Meaty Stuffed Onions
Total TimePrep: 40 min. Bake: 15 min.
- 4 large sweet onions
- 1 pound ground beef
- 1/2 pound Jones No Sugar Pork Sausage Roll sausage
- 1 package (10 ounces) frozen chopped spinach, thawed and drained
- 5 slices day-old bread, crumbled
- 1/2 to 2/3 cup beef broth
- 1/2 cup grated Parmesan cheese
- 1 egg, beaten
- 1 tablespoon minced fresh parsley
- 1/2 teaspoon salt
- 1/4 teaspoon pepper
- 1/8 teaspoon ground nutmeg
- Peel onions and cut 1/2 in. off tops and bottoms. Place onions in a large saucepan. Cover with boiling water. Cook until tender, about 20 minutes; drain.
- Cool slightly. Carefully remove inside layers of onion, separating into eight individual shells (refrigerate remaining onion for another use). Drain on paper towels.
- In a skillet, cook beef and sausage over medium heat until no longer pink; drain. Add spinach; cook and stir for 2 minutes. Remove from the heat; stir in the remaining ingredients. Spoon into the onion shells.

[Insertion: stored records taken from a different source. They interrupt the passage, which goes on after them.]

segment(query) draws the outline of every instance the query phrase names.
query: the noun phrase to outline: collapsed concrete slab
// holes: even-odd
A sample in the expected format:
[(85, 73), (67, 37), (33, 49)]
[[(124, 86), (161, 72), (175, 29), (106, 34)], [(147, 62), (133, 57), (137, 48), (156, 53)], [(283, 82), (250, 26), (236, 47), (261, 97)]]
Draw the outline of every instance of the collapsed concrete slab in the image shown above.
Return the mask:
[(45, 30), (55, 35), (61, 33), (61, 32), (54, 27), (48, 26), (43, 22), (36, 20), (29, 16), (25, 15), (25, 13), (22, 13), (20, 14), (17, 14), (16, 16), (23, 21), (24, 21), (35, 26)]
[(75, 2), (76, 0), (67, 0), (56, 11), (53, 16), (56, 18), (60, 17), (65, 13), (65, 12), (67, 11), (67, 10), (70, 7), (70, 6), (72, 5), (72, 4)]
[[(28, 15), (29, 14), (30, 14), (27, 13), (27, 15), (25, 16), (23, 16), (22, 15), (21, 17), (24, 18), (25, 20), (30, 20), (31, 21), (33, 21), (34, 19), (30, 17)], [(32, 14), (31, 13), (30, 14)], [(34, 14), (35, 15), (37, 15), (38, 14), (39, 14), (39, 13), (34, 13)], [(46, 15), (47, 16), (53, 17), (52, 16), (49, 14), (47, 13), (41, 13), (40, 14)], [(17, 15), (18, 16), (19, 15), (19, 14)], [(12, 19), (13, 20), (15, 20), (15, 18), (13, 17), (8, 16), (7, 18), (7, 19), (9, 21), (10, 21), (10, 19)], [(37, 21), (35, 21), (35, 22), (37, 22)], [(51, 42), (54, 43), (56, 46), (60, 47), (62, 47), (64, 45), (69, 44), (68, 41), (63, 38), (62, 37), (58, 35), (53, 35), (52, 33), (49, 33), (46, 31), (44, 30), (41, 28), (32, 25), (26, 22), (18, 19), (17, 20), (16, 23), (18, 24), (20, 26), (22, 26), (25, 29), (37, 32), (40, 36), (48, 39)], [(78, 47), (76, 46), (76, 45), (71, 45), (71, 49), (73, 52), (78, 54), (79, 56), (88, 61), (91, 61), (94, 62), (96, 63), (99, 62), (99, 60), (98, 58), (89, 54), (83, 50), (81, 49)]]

- Place in a greased 13-in. x 9-in. baking pan. Bake, uncovered, at 350° for 15-20 minutes or until heated through and lightly browned.
Nutrition Facts1 each: 258 calories, 13g fat (5g saturated fat), 69mg cholesterol, 566mg sodium, 16g carbohydrate (6g sugars, 3g fiber), 18g protein.
Nov 16, 2012
I thought the photograph was beautiful, so I wanted to try this myself. I was a little worried that mine wouldn't turn out as well as the picture. I don't know if I didn't wait long enough for the onions to cool, or if I didn't cut them good enough, but I had problems getting the pieces of onion apart, and quite a few tore. However, I did get some apart and was able to stuff some. I tought the filling was delicious! I'm not sure if I would make this again necessarily as is--I may make the meat filling and use it in a different way because it's so good. Cooking the beef and sausage together helps the beef taste like sausage, which I liked. If I do try this recipes again and stuff onions, I think I will use different onions--I'm not too big of a fan of sweet onions.